The London Philharmonic’s “Rachaminoff: Inside Out” season has produced some thrilling performances so far, combining rarer works with warhorses to great effect. Wednesday night’s concert, before an almost-full Royal Festival Hall, was a more mixed affair. The programme was particularly muscular, opening with Stravinsky’s Symphony in Three Movements. The Symphony, composed between 1942-1945, looks back to Stravinsky’s earlier neo-classicist style. Unsurprisingly given the composition date, Stravinsky openly acknowledged the influence of World War 2 upon the work. The first movement was inspired by a documentary on the Japan-China war and the third movement evokes German soldiers’ goose-stepping and also the Allied force’s emerging victory. The second movement meanwhile is drawn from themes he had composed for the film adaption of The Song of Bernadette.

The opening movement lacked shape and the impact was further lessened by a lack of clarity in the orchestral sound. This piece is driven by sharp ostinato phrases and delicate neo-classical textures and neither were clearly conveyed.
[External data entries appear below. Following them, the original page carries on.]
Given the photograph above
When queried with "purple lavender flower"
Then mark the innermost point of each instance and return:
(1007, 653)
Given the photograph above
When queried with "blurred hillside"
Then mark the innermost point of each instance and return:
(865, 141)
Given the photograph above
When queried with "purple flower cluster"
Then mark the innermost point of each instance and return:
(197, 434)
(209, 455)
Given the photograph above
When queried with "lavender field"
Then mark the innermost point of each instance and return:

The rhythmic phrases in the lower strings and piano in particular were often not sufficiently accentuated so that they shone out through the texture and this diminished the result. This general lack of balance continued throughout, leaving the performance rather staid.  
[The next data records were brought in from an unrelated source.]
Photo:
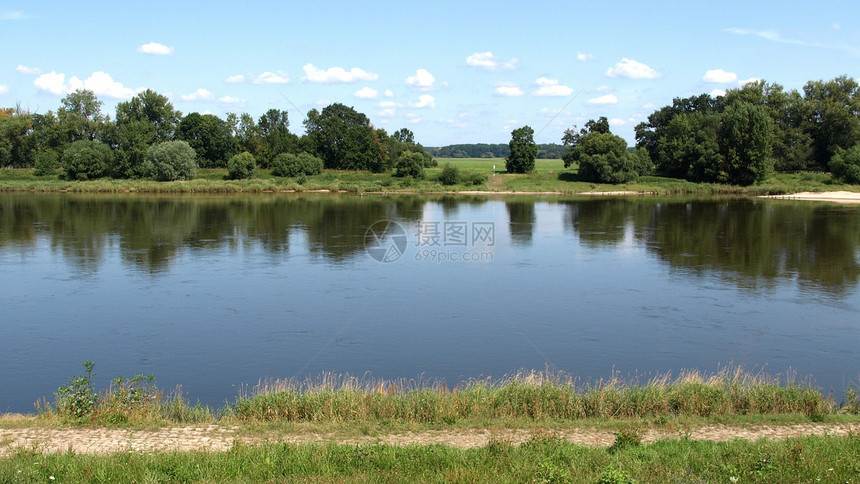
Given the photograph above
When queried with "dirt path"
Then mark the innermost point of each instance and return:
(220, 438)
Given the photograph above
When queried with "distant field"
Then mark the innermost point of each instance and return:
(485, 165)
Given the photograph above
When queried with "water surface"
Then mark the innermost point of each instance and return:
(215, 292)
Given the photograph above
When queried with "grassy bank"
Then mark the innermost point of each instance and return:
(522, 399)
(542, 460)
(549, 176)
(545, 403)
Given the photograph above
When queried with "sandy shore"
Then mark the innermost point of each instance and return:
(840, 196)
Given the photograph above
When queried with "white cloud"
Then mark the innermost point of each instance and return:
(102, 84)
(336, 74)
(422, 80)
(719, 76)
(622, 122)
(457, 123)
(198, 95)
(154, 48)
(631, 69)
(28, 70)
(607, 99)
(99, 82)
(553, 112)
(551, 88)
(744, 82)
(774, 36)
(424, 101)
(231, 100)
(272, 78)
(52, 82)
(366, 93)
(485, 60)
(509, 89)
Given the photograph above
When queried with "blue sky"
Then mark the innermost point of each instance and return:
(451, 71)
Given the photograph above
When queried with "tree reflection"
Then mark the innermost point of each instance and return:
(751, 244)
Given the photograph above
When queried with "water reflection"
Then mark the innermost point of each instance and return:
(751, 244)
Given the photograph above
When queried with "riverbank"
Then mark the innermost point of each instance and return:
(532, 427)
(549, 178)
(835, 196)
(822, 452)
I was unfamiliar with Jorge Luis Prats, the soloist for Rachmaninov’s Piano Concerto no. 2 in C minor. One magazine recently referred to him as “the best pianist you’ve never heard of”, his international career only launching within the past decade, relatively late in life. Prats gave a largely satisfactory interpretation of the first movement. The climax followed by the restatement of the opening theme in the middle of the movement lacked fire, but the phrasing was generally nicely articulated. The second movement was the highlight, with soloist and orchestra delivering impassioned playing that didn’t slip into sentimentality. The third movement marked a departure from the norm, but not necessarily for the best. After a fairly pedestrian orchestral opening Prats set off at lightning speed during the first piano entry. The orchestra seemed to take a while to adjust to this. Dangerous speeds can be exciting; however, there were an unfortunately high number of inaccurate notes throughout the first half of this movement which made me feel more nervous than excited. Whilst the closing bars were definitely bombastic, the increased speed mainly detracted from the smaller orchestral details in the movement. Small but important moments such as the solo trumpet passage midway through were all but lost. 

The opportunity to hear The Bells was undoubtedly the main draw of this programme. It is an intriguing piece, based on Russian translations of Edgar Allen Poe’s poems. The four bells: “The Sliver Sleigh Bells”, “The Mellow Wedding Bells”, “The Loud Alarm Bells” and “The Mournful Iron Bells” seem to symbolise a journey from birth and innocence to death and redemption. Whilst this work was among Rachmaninov’s personal favourites, it strikes me as slightly dull and unmemorable, at least, melody-wise. What it lacks in melody, it makes up for in atmosphere and orchestration and the London Philharmonic under the baton of Vasily Petrenko carved a wonderful narrative throughout, whipping up a frenzy in the third movement. The London Philharmonic Choir responded exceptionally to the considerable challenges posed by the complex choral writing and as far as I could reasonably tell their Russian pronunciation seemed clear and well-intoned. The soloists’ contribution was inconsistent. Tenor Daniil Shtoda’s voice struggled to make an impact and fill the hall; however Anna Samuil and Andrei Bondarenko’s efforts were considerably stronger and more impassioned. It was a welcome opportunity to hear a more obscure piece of Rachmaninov’s output performed in front of a full audience, however, neither the rarity nor the warhorse managed to shine on the night.